Tell that to the juries of the world which routinely convict people (men) of exposing themselves to children and imposing custodial sentences thereto. There’s a big, big difference between an asexual environment such as a nude beach and an explicitly sexual environment like a strip club. We could argue back and forth about which bill Playboy magazine fits but I think we all know what the answer is despite what the cheerleaders might say.
Nudity is in fact not natural for human beings, despite what Ms. Krupa might like to believe. Humans have a natural instict to cover their genitals. While certainly indigenous tribes who live in very hot climates parade around mostly naked, there are no records of any human culture that did not wear some form of clothing. A topless tribal lady in a grass skirt is only a few square inches of fabric shy of acceptable pageant wear in the United States. If a bikini is clothing, so is a hula thong.
At last, the coup de grace:
But back to Miss Krupa’s sexy shoot, shot in London by famed photographer Rankin. It turns out that Hef didn’t initially like the modern, artistic style of the pics and wanted a re-shoot.
So much for art. Hef wanted something sexy, not something you’d hang on the wall in the Met. Hugh Hefner is a business man and sex sells.
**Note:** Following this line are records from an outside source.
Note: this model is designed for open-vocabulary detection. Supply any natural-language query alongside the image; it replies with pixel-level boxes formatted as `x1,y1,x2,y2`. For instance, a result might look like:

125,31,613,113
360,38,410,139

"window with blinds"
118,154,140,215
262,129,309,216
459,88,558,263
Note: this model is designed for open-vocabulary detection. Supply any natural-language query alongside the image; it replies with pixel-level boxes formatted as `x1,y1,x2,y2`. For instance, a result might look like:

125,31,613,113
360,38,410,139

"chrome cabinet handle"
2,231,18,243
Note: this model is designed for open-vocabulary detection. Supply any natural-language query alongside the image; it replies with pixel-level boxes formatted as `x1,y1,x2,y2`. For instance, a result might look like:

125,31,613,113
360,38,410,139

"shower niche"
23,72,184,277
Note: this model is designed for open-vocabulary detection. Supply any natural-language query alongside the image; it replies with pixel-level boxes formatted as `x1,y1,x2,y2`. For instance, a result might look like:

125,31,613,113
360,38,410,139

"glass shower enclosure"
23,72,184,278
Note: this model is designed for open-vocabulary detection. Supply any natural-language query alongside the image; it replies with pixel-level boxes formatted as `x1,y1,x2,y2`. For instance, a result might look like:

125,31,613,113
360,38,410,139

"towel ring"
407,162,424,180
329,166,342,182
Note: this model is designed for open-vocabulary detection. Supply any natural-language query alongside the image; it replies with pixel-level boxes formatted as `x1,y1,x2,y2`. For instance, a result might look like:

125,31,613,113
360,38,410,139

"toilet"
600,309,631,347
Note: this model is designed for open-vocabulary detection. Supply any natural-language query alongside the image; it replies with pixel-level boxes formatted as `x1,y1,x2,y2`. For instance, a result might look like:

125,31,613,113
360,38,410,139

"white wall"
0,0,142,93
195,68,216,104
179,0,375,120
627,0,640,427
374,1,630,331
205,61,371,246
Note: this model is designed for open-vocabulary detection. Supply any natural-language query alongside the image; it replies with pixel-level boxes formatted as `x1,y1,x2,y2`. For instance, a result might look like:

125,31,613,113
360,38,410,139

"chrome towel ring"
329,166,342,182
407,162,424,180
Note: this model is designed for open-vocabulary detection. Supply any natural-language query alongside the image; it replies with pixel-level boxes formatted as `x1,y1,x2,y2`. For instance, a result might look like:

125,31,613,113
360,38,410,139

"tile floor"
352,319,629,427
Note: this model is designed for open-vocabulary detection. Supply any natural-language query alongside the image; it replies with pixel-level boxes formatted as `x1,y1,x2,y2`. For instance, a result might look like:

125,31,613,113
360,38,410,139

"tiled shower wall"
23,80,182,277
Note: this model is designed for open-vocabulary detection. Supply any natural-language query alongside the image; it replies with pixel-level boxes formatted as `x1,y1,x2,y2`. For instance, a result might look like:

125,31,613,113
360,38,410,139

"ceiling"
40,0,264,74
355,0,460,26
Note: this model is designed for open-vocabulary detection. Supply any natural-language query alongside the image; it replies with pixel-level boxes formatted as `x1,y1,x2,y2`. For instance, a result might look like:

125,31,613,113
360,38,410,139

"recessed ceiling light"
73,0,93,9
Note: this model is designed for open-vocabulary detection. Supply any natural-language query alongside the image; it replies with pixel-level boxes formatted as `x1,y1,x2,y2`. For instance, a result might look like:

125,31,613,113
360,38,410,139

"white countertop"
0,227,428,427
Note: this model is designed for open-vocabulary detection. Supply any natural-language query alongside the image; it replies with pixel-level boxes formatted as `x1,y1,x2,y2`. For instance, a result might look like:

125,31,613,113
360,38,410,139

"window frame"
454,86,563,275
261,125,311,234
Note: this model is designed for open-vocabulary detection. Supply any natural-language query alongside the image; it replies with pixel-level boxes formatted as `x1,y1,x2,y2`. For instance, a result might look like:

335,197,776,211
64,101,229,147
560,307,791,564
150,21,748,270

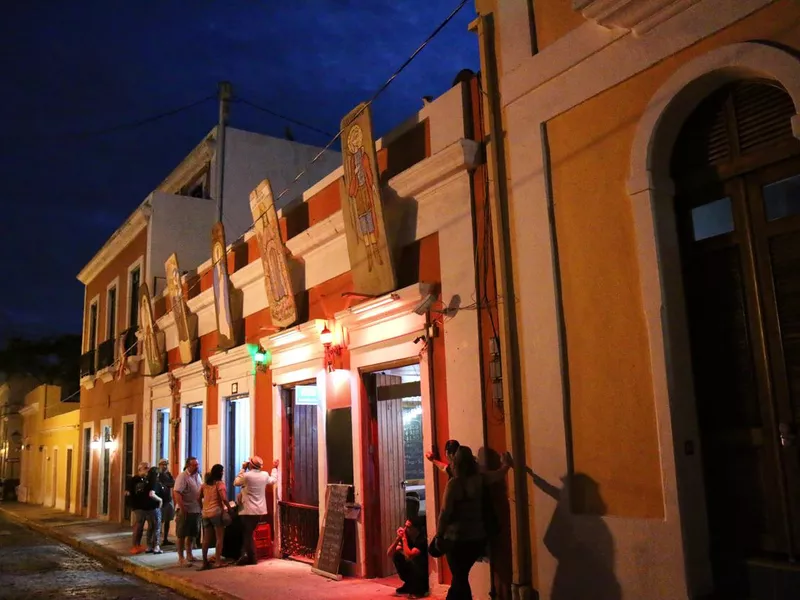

I declined to shoot with anyone else. Sure, an experiment always comes with a risk for a magazine. That’s why I am so glad that in the end Hef had faith in my shoot and now seems to be all excited about it,” she added.
Translation: “I accepted less money.”
Evan Maxim #2: Good ideas don’t need to be defended.
Based on how much justification Ms. Krupa feels compelled to give for shooting for Playboy, I’d say it was probably a bad idea. If an idea is a good one, it justifies itself.